Thursday, June 2, 2011

Summertime Memories


So this may take some time for me to type since I am in a similar predicament as I found myself in at the age of 13 with a broken left arm entering into summertime. Just like then, I absolutely hate it because I have already found myself staring at the ocean and unable to embrace it, watching water sports and wishing it was me. Sand castles beckon and swimming pools taunt me and the bright sun will not allow me to bask in its warmth, rather, it makes me hot and sticky and itching inside my plaster prison.


Since I cannot, write, play music, or ride for the time being, I am left with time on my hands and part of that is spent remembering how magical summer used to be for me. It was a time when my academic education ended and many different learning experiences awaited me. My fondest have to be my days in Elkton. During those summers I visited my great grandparents. I would fall asleep to the sounds of the breeze through the trees and the barges coming in from the Chesapeake Bay. We ate dinners of fresh shucked corn and crab and caught fireflies after dinner.

Beach bonfires next to the pier taught me how to make the best smores and how to kill chiggers.
Before bed, we would tend to the sunburn and sore throat from consuming too much river water that we had tried to ignore for the sake of more fun. During the day, we were forever on the water.

I got my Maryland boating license and my cousin Jeff would take me sailing. We almost never went with my Papa due to the fact that he would inevitably lose the wind in front of an oncoming freighter ship and we would narrowly escape death. My favorite Yacht club parties were held on an island with a pool and a small rideable train and endless soda.

Tubing, water skiing, and boat rides were things that never got tiring. Every Sunday we would drive into North East and attend St. Mary Anne's with the promise of ice cream down the street afterwards which was an excellent bribe.



My first taste of what love was happened in this same spot too. Chris Talley was a friend of my cousins and a year and a half older than me with a black Jeep Wrangler. All it took was a boat ride and him trying to playfully drown me in the Elk River and I was smitten. I think I would literally light up like a Christmas tree when he came over and soon he started coming over not to see my cousin John, but to see me. We would take long walks around and look at the old CJ7 in the barn down the dirt road. One particularly enchanted evening we took a walk at twilight down a forest laden path, fireflies twinkling, to the Turkey Point Lighthouse where I received my first highly romantic kiss. Then he turned around and started dating someone else and I was brokenhearted.
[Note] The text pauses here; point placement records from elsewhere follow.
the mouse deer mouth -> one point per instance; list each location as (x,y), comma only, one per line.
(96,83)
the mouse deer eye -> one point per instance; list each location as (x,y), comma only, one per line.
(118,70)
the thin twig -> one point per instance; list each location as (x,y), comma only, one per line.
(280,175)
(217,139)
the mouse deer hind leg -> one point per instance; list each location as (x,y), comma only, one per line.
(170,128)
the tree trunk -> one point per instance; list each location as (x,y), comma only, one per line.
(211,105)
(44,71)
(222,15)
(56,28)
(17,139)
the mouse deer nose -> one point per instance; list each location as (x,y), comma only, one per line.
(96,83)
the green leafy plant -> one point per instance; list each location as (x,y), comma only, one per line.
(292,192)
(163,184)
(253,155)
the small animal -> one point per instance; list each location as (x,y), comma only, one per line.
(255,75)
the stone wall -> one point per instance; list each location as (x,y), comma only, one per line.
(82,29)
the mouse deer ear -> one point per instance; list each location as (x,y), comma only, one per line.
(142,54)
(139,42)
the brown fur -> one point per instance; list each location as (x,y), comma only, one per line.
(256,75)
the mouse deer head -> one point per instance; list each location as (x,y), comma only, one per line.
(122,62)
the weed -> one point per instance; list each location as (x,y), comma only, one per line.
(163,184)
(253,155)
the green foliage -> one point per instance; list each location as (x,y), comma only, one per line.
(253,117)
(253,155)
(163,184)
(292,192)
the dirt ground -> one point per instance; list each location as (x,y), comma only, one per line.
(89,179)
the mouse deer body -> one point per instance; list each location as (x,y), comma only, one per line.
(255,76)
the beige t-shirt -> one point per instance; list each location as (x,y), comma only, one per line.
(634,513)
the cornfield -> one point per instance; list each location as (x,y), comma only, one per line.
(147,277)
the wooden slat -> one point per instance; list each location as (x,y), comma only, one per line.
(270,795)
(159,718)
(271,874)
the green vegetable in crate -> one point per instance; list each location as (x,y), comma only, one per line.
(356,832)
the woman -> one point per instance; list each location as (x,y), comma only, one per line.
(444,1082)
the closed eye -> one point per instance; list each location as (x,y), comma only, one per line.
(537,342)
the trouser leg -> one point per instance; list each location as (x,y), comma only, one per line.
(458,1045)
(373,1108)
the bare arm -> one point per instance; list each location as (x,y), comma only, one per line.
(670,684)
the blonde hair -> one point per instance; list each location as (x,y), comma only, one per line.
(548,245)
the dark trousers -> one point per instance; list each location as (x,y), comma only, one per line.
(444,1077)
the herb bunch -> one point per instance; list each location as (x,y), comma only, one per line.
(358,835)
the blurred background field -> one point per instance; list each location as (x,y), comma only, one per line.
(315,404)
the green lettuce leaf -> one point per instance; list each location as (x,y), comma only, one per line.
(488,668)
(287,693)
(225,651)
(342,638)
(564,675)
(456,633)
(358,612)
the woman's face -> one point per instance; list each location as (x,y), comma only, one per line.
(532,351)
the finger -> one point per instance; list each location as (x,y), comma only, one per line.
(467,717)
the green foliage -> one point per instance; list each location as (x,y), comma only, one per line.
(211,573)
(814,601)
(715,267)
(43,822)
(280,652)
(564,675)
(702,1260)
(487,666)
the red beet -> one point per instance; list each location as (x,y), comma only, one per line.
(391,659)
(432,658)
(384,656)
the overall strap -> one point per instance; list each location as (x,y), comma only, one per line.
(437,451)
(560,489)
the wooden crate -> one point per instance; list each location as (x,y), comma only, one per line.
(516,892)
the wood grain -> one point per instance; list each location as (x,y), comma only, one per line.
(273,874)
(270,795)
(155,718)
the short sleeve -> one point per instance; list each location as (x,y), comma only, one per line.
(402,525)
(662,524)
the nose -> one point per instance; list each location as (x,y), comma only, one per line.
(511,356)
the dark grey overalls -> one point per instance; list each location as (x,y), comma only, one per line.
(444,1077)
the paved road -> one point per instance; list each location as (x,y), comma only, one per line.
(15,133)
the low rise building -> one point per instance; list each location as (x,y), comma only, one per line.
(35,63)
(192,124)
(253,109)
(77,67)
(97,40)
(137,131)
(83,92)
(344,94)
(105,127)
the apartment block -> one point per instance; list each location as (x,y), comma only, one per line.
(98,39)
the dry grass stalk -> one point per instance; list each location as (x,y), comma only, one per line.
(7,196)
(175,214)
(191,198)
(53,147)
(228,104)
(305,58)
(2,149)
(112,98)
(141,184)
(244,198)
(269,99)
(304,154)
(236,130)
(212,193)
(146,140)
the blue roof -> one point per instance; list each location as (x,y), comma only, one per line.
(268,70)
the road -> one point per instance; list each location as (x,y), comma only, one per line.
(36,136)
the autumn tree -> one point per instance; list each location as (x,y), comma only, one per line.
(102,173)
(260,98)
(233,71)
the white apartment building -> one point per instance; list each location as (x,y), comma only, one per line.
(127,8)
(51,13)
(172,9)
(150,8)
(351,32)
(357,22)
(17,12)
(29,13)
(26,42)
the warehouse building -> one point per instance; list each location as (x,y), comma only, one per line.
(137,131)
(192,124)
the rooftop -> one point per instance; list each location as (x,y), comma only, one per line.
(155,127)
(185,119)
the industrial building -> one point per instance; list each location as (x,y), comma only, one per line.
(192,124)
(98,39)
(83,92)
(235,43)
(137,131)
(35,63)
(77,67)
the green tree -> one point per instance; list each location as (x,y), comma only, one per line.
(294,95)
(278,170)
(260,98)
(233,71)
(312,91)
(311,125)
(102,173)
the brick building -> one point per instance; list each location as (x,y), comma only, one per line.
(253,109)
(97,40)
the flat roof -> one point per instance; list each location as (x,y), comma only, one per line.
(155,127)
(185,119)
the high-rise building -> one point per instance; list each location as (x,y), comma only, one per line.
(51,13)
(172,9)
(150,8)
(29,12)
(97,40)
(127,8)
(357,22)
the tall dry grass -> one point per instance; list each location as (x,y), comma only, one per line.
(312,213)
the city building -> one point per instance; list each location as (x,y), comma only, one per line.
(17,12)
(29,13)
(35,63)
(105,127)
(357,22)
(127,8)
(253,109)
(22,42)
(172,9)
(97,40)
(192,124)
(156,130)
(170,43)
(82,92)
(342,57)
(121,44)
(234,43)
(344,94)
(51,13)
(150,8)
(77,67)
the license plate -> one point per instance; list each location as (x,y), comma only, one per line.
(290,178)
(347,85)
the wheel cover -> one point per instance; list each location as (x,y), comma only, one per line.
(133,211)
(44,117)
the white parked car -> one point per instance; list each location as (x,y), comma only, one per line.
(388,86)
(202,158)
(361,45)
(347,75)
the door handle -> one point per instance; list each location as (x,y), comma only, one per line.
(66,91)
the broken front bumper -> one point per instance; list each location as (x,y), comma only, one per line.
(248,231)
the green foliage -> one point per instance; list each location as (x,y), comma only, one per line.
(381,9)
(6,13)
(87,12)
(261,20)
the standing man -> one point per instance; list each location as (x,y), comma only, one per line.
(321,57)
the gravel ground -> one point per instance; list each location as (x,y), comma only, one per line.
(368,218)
He pretty much set the trend for the next decade. But we stayed in touch up until I graduated from college.

Summers now are much different. I have a man who kissed me and didn't give up on me to be with anyone else. My kids now consume my days instead of the beckoning waters, but they always call to me. Responsibilities have replaced that carefree teenage spirit but every now and again, when I close my eyes, I can recapture all the memories again, and smile.